Admiral Truly has warned that it may take two or three tries to get the spaceship off the pad because of weather delays or other factors.
But it now seems likely that Discovery's five-man crew will soon take their spacecraft back into its native orbital environment.
Led by mission commander Frederick Hauck, the crew for the four-day flight includes pilot Richard Covey and mission specialists John Lounge, David Hilmers, and George Nelson.
NASA has made more than a hundred major modifications to Discovery. These many improvements don't make Discovery essentially a new spacecraft. But this mission will, in a sense, be a second shakedown flight for the shuttle system.
There is more at stake, however, than just a successful test flight. Much of what the United States currently plans to do with its space program depends on the timely return of regular shuttle service.
The space agency has planned a tight shuttle launch schedule, beginning with Discovery and running through the first space station assembly mission in April 1994.
The shuttle manifest has been eased by shifting some military and commercial missions to unmanned rockets. The Mars Observer, for example, now is set to go on a Titan 3 booster in September 1992. And a 1992 Pentagon payload will move to an Air Force rocket.
NASA will update the manifest again in December. Whether it retains this busy schedule depends on the timely success of Discovery's second debut.
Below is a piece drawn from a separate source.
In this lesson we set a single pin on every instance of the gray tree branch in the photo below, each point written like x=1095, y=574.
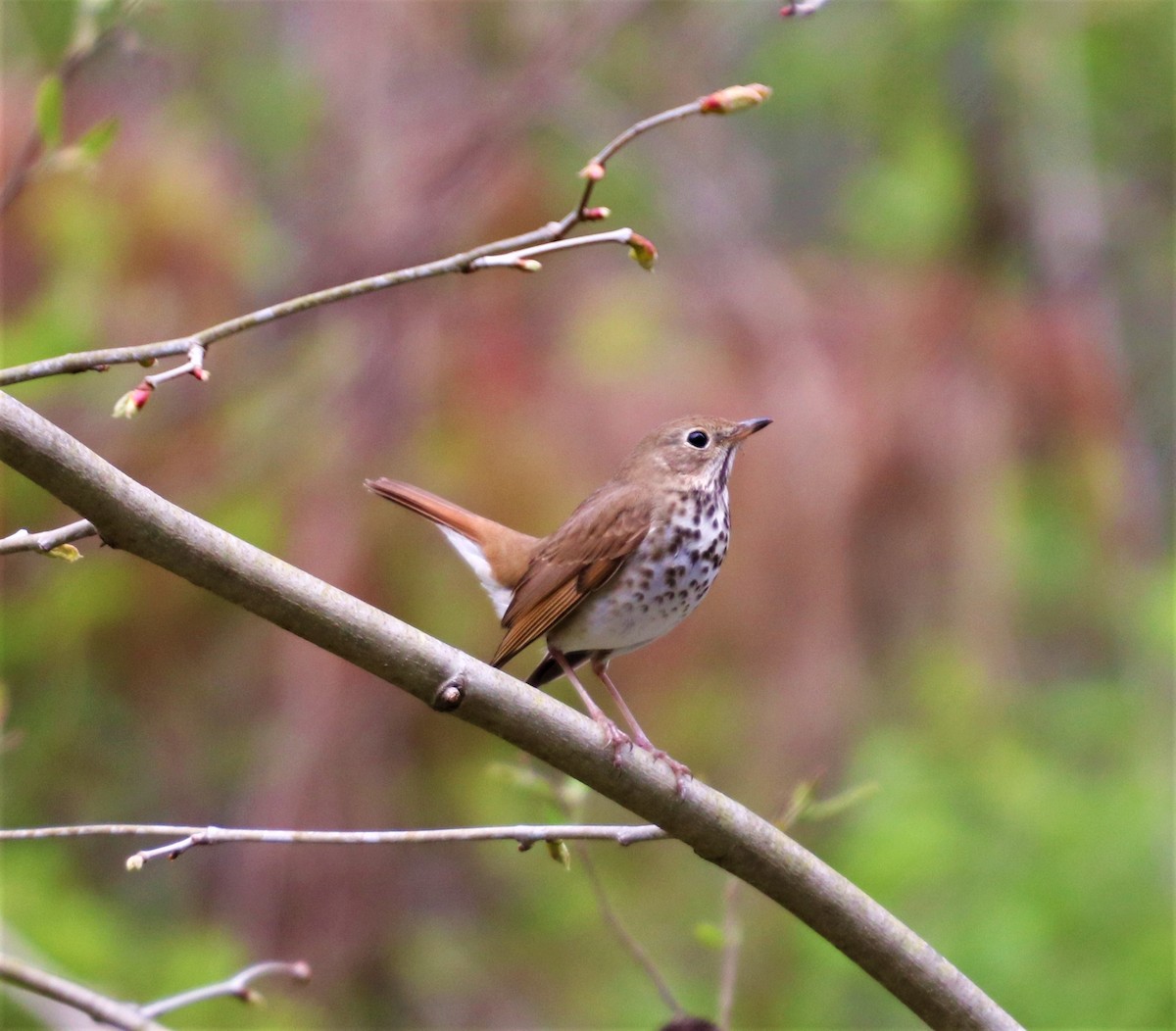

About six hours into the Discovery mission, the astronauts plan to tackle their most important task - deploying the 5,000-pound Tracking and Data Relay Satellite (TDRS). Once this is clear of the orbiter, mission commander Hauck and pilot Covey will move Discovery about 41 miles behind and 18 miles above the satellite. Then the Air Force-supplied Inertial Upper Stage (IUS) rocket will boost TDRS to a height where it can be injected into an orbit 22,300 miles high. This is the Clarke (geosynchronous) orbit - named for science writer Arthur C. Clarke - where a satellite remains over a given region on the ground.
The TDRS system is as essential to NASA's future orbital operations as is the present network of ground tracking and communications stations. This network currently links controllers and satellites for only 15 to 20 percent of an orbit. Much of the time, spacecraft are out of contact. With at least two TDRS satellites in place, controllers should be in touch with spacecraft, including shuttles, about 85 percent of the time.